Südpfalz Direktmandat: Obada Barmou tritt für Bündnis 90/Grüne an

Der frisch gekürte Direktkandidat der Grünen, Obada Barmou, bei seiner Vorstellung.
Der frisch gekürte Direktkandidat der Grünen, Obada Barmou, bei seiner Vorstellung.

Obada Barmou bewirbt sich bei der Bundestagswahl für Bündnis 90/Die Grünen um das Direktmandat in der Südpfalz. Der 27-Jährige wurde am Donnerstagabend nominiert.

Von 62 stimmberechtigten Mitgliedern bei der Wahlversammlung in der Kandeler Stadthalle sprachen sich 55 für Obada Barmou aus Jockgrim aus. Ebenfalls um die Kandidatur beworben hatte sich die 50-jährige Kirsten Boller aus Edenkoben, die als Migrationsmanagerin beim Caritasverband in Germersheim arbeitet.

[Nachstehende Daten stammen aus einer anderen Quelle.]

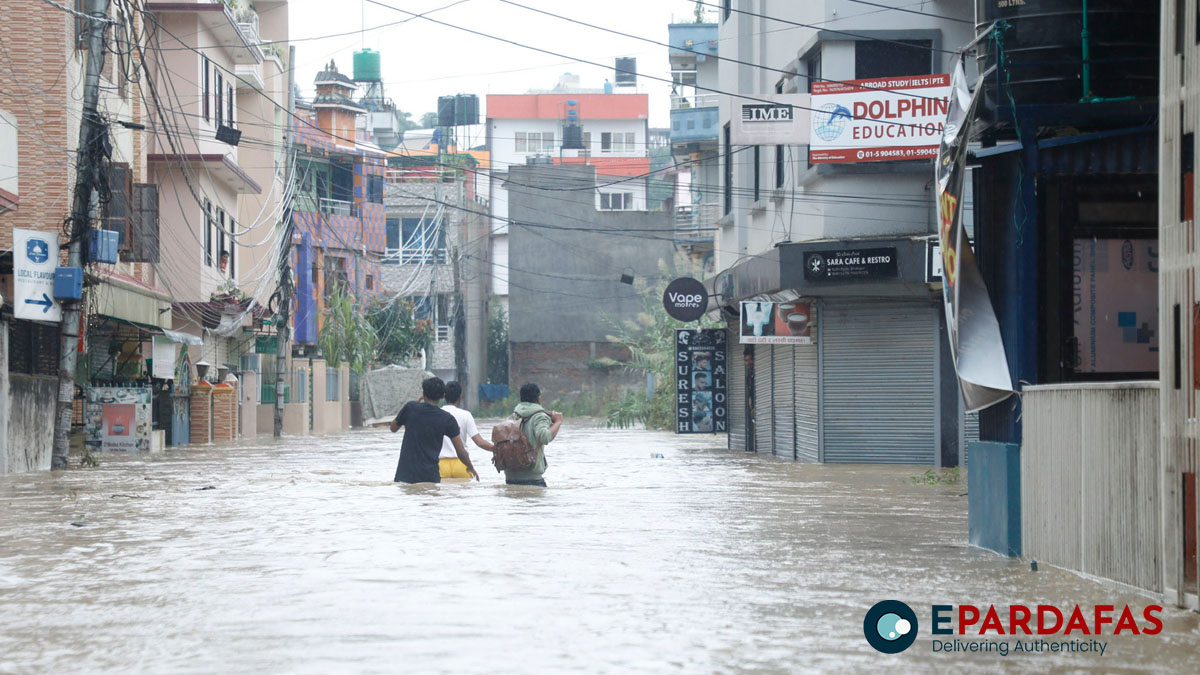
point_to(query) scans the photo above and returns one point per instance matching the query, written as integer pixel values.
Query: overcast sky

Obada Barmou studiert im zweiten Semester Volkswirtschaft an der Uni Mannheim. Er stammt aus Syrien und kam Ende 2015 über die Balkanroute zusammen mit seinem Bruder nach Deutschland. Er floh vor der panarabischen Diktatur von Syriens Machthaber Assad. Unmittelbar nach seiner Ankunft in Deutschland begann er Deutsch zu lernen, und 2020 legte er an der IGS in Rülzheim sein Abitur ab.

Schon in der syrischen Schülerbewegung habe er gelernt, seine Meinung zu vertreten und für seine Überzeugungen einzustehen, so Barmou. Als „einschneidendes Erlebnis“ betrachtet er seine Flucht aus Syrien. „Sie zeigte mir, wie wichtig Freiheit, Demokratie und Menschenrechte sind“, schreibt er in seiner Vorstellung. Dass die Grünen Konzepte hätten, Freiheit und Demokratie zu sichern, habe ihn schon bald beeindruckt.

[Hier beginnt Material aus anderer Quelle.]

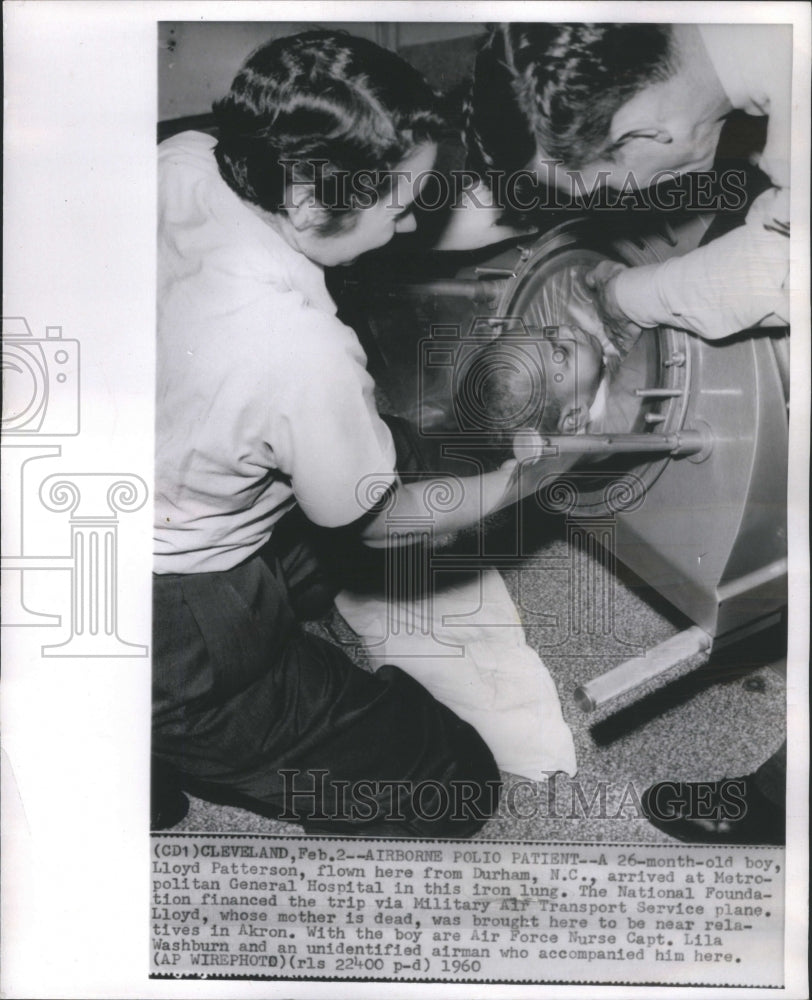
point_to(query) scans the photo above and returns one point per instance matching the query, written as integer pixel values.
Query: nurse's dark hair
(324, 108)
(570, 79)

Barmou sprach in seiner Vorstellungsrede auch von der Notwendigkeit einer Umverteilung. Vor allem freies Kapital müsste stärker besteuert werden, damit diejenigen, die investieren und Arbeitsplätze schaffen, entlastet werden könnten. In der Vorzeigeregion Südpfalz wolle er zu Klimaschutz und zur Verkehrswende beitragen. „Klimaschutz heißt: Unsere Existenz und Freiheit schützen“. Wichtig sei ihm auch eine Politik für Familien und künftige Generationen.

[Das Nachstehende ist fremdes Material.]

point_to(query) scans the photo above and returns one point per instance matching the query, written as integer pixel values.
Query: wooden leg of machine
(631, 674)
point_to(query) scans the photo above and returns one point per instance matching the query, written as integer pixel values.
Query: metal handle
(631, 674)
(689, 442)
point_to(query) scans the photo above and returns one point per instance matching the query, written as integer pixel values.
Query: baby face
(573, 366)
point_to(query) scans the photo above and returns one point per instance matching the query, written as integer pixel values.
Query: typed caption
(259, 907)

Obada Barmou ist beim Bündnis 90/Die Grünen in verschiedenen Arbeitsgruppen aktiv. Auf Landesebene ist er Sprecher der AG „Migration und Flucht“. Nach seinem Abitur war er zwei Jahre lang in der Migrationsberatung tätig. 2022 startete er in Karlsruhe eine Initiative innerhalb der Internationalen Wochen gegen Rassismus und erarbeitete ein Theaterkonzept. Kommunalpolitisch engagiert ist der 27-Jährige im Verbandsgemeinderat Jockgrim, wo er Fraktionssprecher der Grünen ist. Außerdem ist er Pressesprecher des Kreisverbandes der Grünen.

Tobias Lindner, der auf eine erneute Kandidatur für den Bundestag verzichtet, war am Donnerstag, kurz nach dem Ampel-Aus, nicht zur Nominierung seines potenziellen Nachfolgers in Kandel gekommen. Er schickte aber eine Videobotschaft. Dass der Wahlkampf für die nächste Bundestagswahl keinen Aufschub mehr duldet, machte Landaus Bürgermeister Lukas Hartmann als Versammlungsleiter deutlich. Hartmann dankte den beiden Bewerbern für ihre Bereitschaft zur Kandidatur und erinnerte daran, dass ihre beiden Vorgänger Christian Sterzing und Tobias Lindner Mandate im Bundestag erringen konnten. Der Wahlkreis 211 umfasst die Stadt Landau und die beiden Landkreise Germersheim und Südliche Weinstraße. Der neue Direktkandidat für die Südpfalz setzt auf Haustür-Gespräche, wie er auf RHEINPFALZ-Anfrage sagte.

Die südpfälzische SPD hat mit Yildiz Härtel schon im September ihre Kandidatin benannt. Für die CDU tritt erneut Thomas Gebhart (ebenfalls aus Jockgrim) an.